Thursday, July 16, 2009


If there is a single dominant feature to be found in photographs, which catch the eye, win prizes and grace the covers of newspaper and magazines it is that they are invariably quite simple. ‘Keep it simple’ is one of the most useful rules of thumb for a photographer, which comes naturally. Often a simple picture needs to be carefully contrived.
One of the most basic ways in which a minimalist approach can be made to photography is to simply move closer with the camera. Standing too far back to take a photograph is perhaps the overwhelming fault which befalls most beginners.

Move In Closer ….

•Almost any shot will look better if we take two or three steps closer to our subject.
•Filling the frame entirely with the subject will make a terrific difference to our photos.
•Alternatively, instead of moving closer, use the zoom lens of our camera to get a close up shot.
•When taking shots of family and friends, most people place the subject's full body in the frame, or place head and arms in the shot. Instead, fill the frame with our subject's FACE only - particularly if they are smiling or are in a moment of reflection.
•Why does this work?
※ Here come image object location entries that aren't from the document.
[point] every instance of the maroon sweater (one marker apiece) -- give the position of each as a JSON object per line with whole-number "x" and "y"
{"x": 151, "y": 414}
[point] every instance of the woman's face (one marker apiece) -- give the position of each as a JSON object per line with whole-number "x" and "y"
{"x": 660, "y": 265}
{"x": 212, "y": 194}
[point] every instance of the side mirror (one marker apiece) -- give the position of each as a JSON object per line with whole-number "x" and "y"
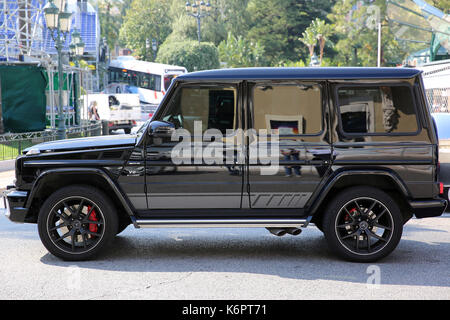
{"x": 161, "y": 129}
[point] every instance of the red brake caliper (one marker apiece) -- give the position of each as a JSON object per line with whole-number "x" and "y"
{"x": 347, "y": 217}
{"x": 93, "y": 217}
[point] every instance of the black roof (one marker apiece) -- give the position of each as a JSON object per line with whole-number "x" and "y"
{"x": 301, "y": 73}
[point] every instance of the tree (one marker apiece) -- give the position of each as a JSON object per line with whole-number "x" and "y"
{"x": 240, "y": 52}
{"x": 309, "y": 39}
{"x": 277, "y": 24}
{"x": 322, "y": 32}
{"x": 356, "y": 30}
{"x": 145, "y": 20}
{"x": 111, "y": 14}
{"x": 189, "y": 54}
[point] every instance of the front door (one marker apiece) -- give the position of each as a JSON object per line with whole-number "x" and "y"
{"x": 290, "y": 163}
{"x": 198, "y": 168}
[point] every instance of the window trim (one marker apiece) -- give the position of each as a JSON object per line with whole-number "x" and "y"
{"x": 323, "y": 95}
{"x": 379, "y": 84}
{"x": 181, "y": 85}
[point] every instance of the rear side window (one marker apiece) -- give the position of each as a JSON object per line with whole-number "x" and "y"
{"x": 214, "y": 107}
{"x": 376, "y": 110}
{"x": 291, "y": 109}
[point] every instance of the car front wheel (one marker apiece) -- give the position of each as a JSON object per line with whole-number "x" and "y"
{"x": 363, "y": 224}
{"x": 77, "y": 222}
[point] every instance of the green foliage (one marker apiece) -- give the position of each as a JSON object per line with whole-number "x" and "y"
{"x": 290, "y": 64}
{"x": 145, "y": 20}
{"x": 190, "y": 54}
{"x": 239, "y": 52}
{"x": 278, "y": 24}
{"x": 309, "y": 39}
{"x": 443, "y": 5}
{"x": 357, "y": 35}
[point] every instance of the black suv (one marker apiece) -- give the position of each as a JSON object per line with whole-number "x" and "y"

With less clutter in the image, there's less to draw the eye away from the main subject of the photo.
•Also, human faces (particularly children's faces) are something we all feel pleasure looking at.
•If we can't get close enough when we're taking the shot, we can crop in later using photo editing software - crop out everything except the subject's face and see what a difference it makes.
•Most digital cameras now come with an inbuilt LCD screen. We can eliminate the parallax error by using the LCD - which shows you what the lens sees - rather than the viewfinder.

Thursday, July 2, 2009

Creative focusing.......Sipilok , Sandakan, 1988

Some people probably consider that having to focus a camera is a rather tiresome procedure from which auto focus cameras have freed them. In fact the ability of a camera to select and control the areas of an image that are recorded sharply and those that are blurred is a valuable creative tool.
•When we use small apertures, the depth of field, or band of sharp focus, is relatively broad, particularly with short-focal-length lenses.
•With lenses of longer focal length and with wide apertures, however the depth of field become narrow and it is possible to create bold distinctions between the parts of the image that are sharp and those which are not.
•This technique can be used to make certain parts of a subject stand out clearly from the rest of the image.
•Out of focus foregrounds can be used just as imaginatively as blurred backgrounds, as when shooting through a soft screen of foliage to a distant landscape or building.
•When both distant objects and close foreground details are included in the frame, instead of allowing parts of the image to be un-sharp it can be effective to reverse the technique.
•Select a very small aperture when a wide-angle lens is used. Pictures taken in this way bitingly sharp details throughout the image can be powerful impact.

Seeing an image in terms of how it can be focused most effectively is simply a question of being aware of the various possibilities and recognising the best ways in which it can be enhance a picture.